Thanks for such a thorough discussion of this episode. It's one of those that I barely remember.
ReplyDeleteYeah, it's not an episode that adheres to one's memory, mostly because it's a fairly derivative story which was done better in other episodes. Claude Akins is always good, though.
DeleteWhenever asked what my all time favorite TV show is, after 50+ years of watching TV, "The Twilight Zone" is my automatic response.aYes, I'm aware that during it's run there were plenty of dogs and weak episodes but when the show was great, there's nothing better. But beside grading the show on good or bad, as I get older I've discovered another way of grading TZ and this episode clearly falls in this way of rating. The multi layered, deeper stories often slipped pass us when we were kids watching TZ, but episodes like "The Little People" have that obvious, fantastic lo and story that fascinate us as a kid. I'm sure if asked what our favorite TZ episode was when we were 5, 6 years old, it would be "cool" ones like this, or "Stopover In A Quiet Town", while "deeper" ones like "Maple Street" or "The Obsolete Man" would finish on our fav list as we got older. It's this layered aspect of TZ that makes it my favorite show of all time. (well, that & the B&W. Loves me some B&W!)
ReplyDeleteVery well said and I agree with you. Though we try and grade the episodes on an objective basis, viewing the series is of course a subjective experience and different episodes affect different viewers in different ways. My personal list of favorite episodes varies almost from day to day. Like you say about the layered aspect, the show was always trying to say something more than its surface story and has endured because of it. Thanks for reading and for the excellent input.
ReplyDeleteI'm working my way through all five seasons on DVD and discovering many episodes I'd never seen before. There have been some great episodes, some middling episodes and some poor episodes. Today I watched "The Little People" - and read your in-depth analysis, which I probably enjoyed more than the episode itself! As with most TZ episodes, the ideas often exceed the execution, and this one suffers from an inabilty to suspend disbelief more than most (a tiny 'world' with technology and manicured lawns, located in the 'floor of a canyon' ... the ability of the miniature men to construct a statue of Craig that is thousands of times bigger than themselves, in a day?) as well as some outrageous use of stock footage and some over-preachy Serling dialog, but there's always something to enjoy, isn't there. In this case it's the concept of a man being cut down to size after deciding, for no particularly valid reason, that he is a superior being. Plus George Clemens' photography, and Claude Akins. I agree that the title doesn't work. 'None Before Me' would have been an improvement, something a bit more ironic - like 'A Greater Man' - better still!

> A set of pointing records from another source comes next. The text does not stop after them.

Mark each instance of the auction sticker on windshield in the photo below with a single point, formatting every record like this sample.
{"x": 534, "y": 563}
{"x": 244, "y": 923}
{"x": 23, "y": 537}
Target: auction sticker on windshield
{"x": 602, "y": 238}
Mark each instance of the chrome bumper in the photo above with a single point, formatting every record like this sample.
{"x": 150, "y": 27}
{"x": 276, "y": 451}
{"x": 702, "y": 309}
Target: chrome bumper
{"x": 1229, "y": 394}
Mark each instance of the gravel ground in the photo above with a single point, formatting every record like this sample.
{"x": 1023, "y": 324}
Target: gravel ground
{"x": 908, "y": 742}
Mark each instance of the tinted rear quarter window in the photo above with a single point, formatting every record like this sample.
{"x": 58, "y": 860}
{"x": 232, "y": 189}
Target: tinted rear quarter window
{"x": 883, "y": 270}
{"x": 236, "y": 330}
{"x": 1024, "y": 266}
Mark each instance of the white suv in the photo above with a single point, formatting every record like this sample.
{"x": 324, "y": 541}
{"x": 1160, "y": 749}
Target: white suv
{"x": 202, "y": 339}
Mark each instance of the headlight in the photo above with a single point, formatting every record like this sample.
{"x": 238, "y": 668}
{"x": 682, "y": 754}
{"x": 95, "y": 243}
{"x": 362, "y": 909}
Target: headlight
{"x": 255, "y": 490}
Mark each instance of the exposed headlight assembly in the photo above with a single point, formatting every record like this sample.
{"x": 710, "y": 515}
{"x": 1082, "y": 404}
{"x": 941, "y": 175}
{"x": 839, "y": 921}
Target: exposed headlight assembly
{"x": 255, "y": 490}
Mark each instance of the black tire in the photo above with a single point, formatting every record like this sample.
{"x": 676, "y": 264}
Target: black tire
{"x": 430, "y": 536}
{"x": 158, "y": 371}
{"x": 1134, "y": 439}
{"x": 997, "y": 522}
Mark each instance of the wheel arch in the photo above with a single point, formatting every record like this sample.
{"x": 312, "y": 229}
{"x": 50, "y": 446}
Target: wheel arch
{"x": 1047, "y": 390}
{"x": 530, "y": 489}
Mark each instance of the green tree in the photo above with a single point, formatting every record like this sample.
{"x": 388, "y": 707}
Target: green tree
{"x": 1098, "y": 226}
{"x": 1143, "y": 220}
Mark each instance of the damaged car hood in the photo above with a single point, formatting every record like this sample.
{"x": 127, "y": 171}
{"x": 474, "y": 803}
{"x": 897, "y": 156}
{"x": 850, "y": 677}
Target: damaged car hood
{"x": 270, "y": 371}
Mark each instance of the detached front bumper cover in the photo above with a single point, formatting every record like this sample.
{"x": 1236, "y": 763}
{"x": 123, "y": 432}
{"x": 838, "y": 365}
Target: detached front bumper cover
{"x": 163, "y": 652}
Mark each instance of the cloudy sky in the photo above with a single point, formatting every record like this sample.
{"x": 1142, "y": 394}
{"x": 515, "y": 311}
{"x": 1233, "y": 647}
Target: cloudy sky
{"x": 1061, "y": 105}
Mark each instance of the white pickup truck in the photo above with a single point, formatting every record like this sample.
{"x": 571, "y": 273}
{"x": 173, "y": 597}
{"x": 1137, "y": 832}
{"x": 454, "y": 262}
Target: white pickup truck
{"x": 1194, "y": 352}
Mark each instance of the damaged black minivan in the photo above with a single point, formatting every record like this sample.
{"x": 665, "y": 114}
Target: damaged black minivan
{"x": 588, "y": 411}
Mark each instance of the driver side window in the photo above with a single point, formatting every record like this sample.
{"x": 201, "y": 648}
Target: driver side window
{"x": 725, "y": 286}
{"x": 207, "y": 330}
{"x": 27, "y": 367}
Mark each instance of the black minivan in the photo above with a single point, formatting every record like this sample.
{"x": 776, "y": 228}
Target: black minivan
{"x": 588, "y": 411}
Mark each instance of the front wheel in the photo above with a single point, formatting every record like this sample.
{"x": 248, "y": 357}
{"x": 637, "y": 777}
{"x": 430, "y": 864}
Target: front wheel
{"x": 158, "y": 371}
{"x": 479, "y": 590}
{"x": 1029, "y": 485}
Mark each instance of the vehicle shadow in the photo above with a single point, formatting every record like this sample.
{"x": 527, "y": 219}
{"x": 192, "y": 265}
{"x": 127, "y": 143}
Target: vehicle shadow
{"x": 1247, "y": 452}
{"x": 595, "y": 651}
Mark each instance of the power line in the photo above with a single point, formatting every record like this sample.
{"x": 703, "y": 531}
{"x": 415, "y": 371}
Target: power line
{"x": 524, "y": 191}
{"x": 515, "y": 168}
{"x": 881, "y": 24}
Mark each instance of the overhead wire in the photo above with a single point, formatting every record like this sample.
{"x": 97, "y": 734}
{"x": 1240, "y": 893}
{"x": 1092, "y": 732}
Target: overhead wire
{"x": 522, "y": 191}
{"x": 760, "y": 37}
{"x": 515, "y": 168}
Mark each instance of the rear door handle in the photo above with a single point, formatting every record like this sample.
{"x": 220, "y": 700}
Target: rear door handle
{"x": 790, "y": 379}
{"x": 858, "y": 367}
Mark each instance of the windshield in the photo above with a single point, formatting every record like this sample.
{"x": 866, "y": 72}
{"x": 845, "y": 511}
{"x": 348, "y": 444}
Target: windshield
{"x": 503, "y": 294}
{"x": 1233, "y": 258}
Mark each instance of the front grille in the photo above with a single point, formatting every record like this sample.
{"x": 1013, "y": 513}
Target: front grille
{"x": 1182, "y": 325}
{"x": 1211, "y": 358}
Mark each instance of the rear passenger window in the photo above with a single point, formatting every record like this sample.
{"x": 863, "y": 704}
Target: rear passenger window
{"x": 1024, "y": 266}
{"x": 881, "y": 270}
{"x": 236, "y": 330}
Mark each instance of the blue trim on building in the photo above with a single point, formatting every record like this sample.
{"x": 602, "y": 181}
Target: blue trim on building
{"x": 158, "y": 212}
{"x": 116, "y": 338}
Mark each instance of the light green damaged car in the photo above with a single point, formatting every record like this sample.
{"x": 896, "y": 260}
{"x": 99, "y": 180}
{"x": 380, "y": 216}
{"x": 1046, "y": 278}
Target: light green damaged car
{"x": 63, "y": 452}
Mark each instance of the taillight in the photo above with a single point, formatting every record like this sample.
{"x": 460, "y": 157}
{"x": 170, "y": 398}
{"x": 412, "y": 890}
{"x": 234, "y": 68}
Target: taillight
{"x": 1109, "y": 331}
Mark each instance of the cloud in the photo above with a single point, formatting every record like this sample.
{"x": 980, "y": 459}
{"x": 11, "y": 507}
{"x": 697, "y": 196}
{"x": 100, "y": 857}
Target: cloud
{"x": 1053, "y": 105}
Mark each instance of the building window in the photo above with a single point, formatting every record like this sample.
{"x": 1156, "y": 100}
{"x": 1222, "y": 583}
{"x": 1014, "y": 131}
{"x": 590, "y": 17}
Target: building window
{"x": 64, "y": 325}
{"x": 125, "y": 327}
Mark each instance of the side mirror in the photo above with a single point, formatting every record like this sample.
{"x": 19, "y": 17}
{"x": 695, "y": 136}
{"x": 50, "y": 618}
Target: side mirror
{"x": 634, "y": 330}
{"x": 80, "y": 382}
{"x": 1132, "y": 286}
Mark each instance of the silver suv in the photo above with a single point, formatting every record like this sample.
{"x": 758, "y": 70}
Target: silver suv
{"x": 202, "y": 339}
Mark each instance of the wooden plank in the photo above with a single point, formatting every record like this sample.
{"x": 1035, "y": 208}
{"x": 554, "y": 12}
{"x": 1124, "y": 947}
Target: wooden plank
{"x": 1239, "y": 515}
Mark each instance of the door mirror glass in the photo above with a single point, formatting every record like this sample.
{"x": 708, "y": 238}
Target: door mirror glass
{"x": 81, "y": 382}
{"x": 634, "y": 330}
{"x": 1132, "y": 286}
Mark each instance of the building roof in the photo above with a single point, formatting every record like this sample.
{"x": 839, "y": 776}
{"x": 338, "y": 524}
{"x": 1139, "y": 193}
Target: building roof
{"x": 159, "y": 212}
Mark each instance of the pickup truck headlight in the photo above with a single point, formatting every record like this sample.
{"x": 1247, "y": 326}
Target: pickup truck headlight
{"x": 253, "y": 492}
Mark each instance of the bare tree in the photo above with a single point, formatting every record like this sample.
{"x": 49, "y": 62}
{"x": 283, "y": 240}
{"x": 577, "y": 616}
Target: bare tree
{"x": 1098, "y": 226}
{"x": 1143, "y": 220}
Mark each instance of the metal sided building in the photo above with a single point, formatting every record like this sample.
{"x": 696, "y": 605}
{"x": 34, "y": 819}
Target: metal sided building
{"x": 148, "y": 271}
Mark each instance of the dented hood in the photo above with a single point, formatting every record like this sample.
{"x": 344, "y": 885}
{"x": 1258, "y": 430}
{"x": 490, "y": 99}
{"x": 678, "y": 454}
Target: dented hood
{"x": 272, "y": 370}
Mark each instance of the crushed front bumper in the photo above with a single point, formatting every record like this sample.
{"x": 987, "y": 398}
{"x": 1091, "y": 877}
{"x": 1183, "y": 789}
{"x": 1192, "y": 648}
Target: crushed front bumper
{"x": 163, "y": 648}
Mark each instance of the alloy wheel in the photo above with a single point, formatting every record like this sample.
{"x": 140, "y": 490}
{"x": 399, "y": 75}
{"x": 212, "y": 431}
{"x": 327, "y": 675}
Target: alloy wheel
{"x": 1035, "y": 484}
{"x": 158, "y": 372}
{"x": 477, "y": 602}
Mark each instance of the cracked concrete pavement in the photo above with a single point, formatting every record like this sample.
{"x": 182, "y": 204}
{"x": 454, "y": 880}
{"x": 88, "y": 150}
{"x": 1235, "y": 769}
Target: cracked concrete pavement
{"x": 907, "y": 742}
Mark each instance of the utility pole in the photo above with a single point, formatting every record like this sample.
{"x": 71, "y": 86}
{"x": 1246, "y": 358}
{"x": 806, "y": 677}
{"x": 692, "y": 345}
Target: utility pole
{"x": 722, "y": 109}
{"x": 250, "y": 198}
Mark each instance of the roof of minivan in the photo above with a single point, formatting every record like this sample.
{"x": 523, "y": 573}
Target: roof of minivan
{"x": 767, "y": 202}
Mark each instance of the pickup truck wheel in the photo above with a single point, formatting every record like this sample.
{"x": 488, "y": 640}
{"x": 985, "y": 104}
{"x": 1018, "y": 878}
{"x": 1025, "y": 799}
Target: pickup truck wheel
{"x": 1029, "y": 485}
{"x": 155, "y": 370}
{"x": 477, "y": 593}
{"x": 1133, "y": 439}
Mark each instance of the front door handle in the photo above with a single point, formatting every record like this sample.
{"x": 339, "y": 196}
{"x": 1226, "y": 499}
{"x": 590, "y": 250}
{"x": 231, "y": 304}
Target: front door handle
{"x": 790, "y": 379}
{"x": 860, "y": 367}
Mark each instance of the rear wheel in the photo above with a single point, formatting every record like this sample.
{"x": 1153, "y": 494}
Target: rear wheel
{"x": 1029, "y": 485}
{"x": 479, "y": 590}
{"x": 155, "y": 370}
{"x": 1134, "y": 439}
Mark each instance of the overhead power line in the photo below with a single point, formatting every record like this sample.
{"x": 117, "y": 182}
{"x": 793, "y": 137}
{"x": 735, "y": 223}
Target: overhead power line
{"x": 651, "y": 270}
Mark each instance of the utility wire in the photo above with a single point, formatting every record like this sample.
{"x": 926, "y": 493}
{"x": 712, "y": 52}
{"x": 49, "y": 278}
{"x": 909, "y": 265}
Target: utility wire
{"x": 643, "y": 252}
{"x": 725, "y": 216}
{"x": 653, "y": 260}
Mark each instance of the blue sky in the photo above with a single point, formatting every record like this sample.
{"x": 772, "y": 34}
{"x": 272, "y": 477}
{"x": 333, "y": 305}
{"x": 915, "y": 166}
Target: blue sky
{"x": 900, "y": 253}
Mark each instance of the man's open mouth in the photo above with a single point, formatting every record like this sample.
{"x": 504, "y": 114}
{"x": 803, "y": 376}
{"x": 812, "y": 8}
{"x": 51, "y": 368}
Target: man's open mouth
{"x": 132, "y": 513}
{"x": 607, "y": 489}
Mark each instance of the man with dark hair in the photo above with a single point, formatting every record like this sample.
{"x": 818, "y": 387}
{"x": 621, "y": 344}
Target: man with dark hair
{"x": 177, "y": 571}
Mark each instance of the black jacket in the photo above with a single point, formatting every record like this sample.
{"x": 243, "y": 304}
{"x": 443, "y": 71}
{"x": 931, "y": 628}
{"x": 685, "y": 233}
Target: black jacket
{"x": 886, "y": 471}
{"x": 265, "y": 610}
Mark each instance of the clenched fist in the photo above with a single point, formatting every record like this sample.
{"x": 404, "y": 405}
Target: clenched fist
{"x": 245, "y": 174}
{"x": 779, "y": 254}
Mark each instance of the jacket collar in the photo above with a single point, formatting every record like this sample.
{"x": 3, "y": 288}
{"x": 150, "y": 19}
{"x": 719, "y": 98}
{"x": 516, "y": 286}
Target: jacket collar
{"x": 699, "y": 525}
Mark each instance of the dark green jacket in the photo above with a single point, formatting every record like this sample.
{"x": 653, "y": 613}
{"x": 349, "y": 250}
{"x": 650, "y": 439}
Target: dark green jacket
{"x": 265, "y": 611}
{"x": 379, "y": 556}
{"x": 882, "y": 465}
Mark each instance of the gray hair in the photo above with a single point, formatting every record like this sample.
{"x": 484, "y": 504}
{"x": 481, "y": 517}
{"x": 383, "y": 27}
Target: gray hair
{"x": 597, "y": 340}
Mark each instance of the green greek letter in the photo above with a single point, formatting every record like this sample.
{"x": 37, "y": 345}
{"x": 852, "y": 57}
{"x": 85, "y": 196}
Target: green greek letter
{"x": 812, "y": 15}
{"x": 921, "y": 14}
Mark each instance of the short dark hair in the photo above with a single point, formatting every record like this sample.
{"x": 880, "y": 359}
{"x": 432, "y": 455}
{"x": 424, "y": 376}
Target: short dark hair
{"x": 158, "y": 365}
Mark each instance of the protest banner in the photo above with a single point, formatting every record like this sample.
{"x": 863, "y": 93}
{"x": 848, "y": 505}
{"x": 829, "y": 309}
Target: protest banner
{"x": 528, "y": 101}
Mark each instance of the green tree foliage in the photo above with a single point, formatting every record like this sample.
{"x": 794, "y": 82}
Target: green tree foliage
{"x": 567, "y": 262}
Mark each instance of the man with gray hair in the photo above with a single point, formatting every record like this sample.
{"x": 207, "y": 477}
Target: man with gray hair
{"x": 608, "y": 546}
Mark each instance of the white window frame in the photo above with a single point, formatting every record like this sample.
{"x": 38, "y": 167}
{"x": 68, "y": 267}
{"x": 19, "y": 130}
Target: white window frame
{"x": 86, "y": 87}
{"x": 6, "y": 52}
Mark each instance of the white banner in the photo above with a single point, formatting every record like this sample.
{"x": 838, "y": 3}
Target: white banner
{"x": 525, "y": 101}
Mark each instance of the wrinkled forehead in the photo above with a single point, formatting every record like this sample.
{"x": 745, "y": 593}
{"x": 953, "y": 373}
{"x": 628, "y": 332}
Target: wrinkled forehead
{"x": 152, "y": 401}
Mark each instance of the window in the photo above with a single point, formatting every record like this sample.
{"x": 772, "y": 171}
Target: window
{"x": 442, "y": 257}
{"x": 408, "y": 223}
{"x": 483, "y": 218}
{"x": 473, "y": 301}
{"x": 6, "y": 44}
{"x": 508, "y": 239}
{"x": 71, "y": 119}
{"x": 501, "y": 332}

ReplyDeleteThanks, Nick, an excellent assessment and I'm in agreement with your take on the missteps in the episode. I've personally chalked this one up to overwork on Serling's part, an episode he churned out to fulfill his obligation as lead writer, and one he possibly constructed from a half-remembered short story he'd read in the past. Claude Akins is the main reason I didn't grade the episode lower, along with the interesting visual effects. At least it doesn't seem to be a well-remembered episode, for good or bad. Be sure to let us know your thoughts as you make your way through the series.
Delete"The Little People" is, quite simply, "The Twilight Zone"s version of "Horton Hears A Who". All that's missing would be Claude Akins intoning "A person's a person/No matter how small."